The grislier the film gets, the more primal the tone becomes, eventually taking on a tenor as much like a war movie as a horror film. This is not surprising from the director that unleashed Dog Soldiers – a gory fun werewolf adventure. But Marshall’s second attempt is far scarier.

For full-on horror, this is one hell of a monster movie.

The Kevin Smith Movie, Evolved

Tusk

by Hope Madden

In 2010, I had the chance to interview writer/director Kevin Smith. The proposed subject was Smith’s SModcasts – comic podcasts co-hosted by Smith and his buddy Scott Mosier – but I had other ideas. I knew Smith, a filmmaker most known for his juvenile comedies, was putting the finishing touches on his first horror film, Red State, and I was giddy to find out more about that.

Smith told me, “For years I’ve called myself a filmmaker, but it’s not really true. Really I just make Kevin Smith Movies. I’m at that stage where I could make a Kevin Smith Movie with my eyes closed. Let me see if I can make another movie.”

Too few people saw Red State, a flawed but fascinating film that boasted an absolutely mesmerizing performance by Tarantino favorite Michael Parks, but Smith knew he had something great in this actor. Wisely, when the filmmaker returned to horror with this year’s Tusk, he did so with Parks in tow.
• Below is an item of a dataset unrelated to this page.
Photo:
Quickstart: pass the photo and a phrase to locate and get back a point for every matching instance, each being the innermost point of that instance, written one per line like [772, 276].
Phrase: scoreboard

Though Tusk is a surreal, utterly bizarre horror comedy, it is without question Smith’s most personal work as a filmmaker. The film follows a podcaster (Justin Long) who travels to an isolated cabin in Canada to record conversations with a recluse (Parks). The podcaster hopes to bring a good story of a weirdo back for the next show, but this story proves a little too weird.

The basic idea, in fact, comes from one of Smith’s actual SModcasts. He found online a letter from a man seeking a lodger, and he and Mosier read it aloud and mocked the man and giggled – the general MO for the show. But somewhere in all that, Smith found the story of man losing his humanity.
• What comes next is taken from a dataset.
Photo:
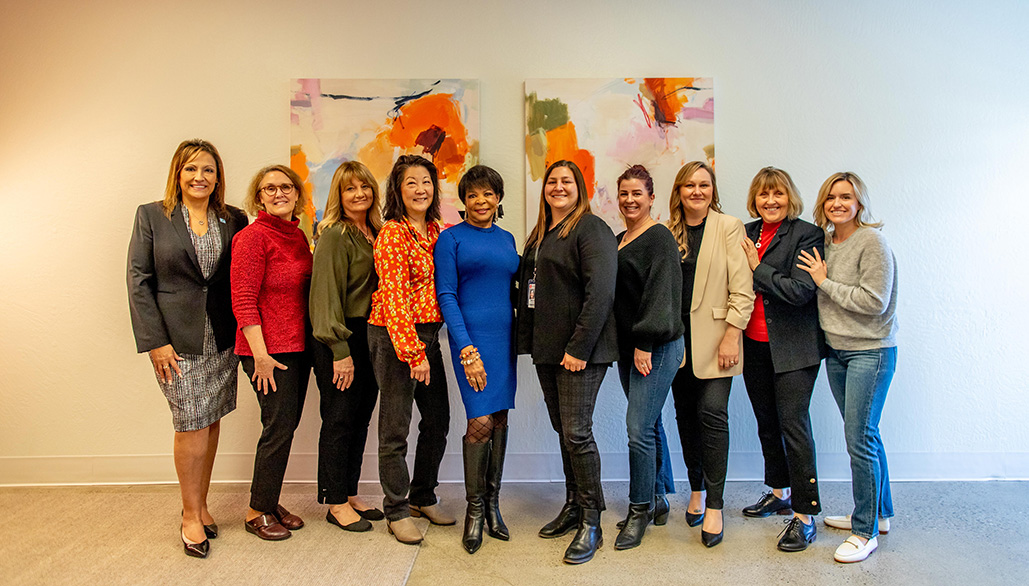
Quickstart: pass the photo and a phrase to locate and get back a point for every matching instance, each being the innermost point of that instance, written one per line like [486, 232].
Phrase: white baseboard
[158, 469]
Yes, Tusk is a comic riff on The Human Centipede. It’s also an insightful kind of stress dream, so close to home for Smith that, even with all its utter ludicrousness, it feels almost confessional.

Once again, the greatest strength in the film is a hypnotic performance by Parks as the old seafarer with nefarious motives. He’s magnificent, and Long’s work is strongest when the two share the screen.
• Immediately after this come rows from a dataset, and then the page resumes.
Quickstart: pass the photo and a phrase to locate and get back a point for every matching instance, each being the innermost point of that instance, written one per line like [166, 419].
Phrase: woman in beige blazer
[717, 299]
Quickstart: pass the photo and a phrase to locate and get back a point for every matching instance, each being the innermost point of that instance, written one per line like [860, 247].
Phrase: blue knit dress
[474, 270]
Smith’s tone shifts wildly from absurd comedy to real terror, but given the film’s insane premise, the approach works because nothing is ever what you expect. Like Johnny Depp as a French Canadian Inspector Clouseau.

There is no film quite like Tusk, certainly not in Smith’s arsenal, which, I suppose, means this is not a Kevin Smith Movie. And yet, there’s more Smith in this film than in anything else he’s made.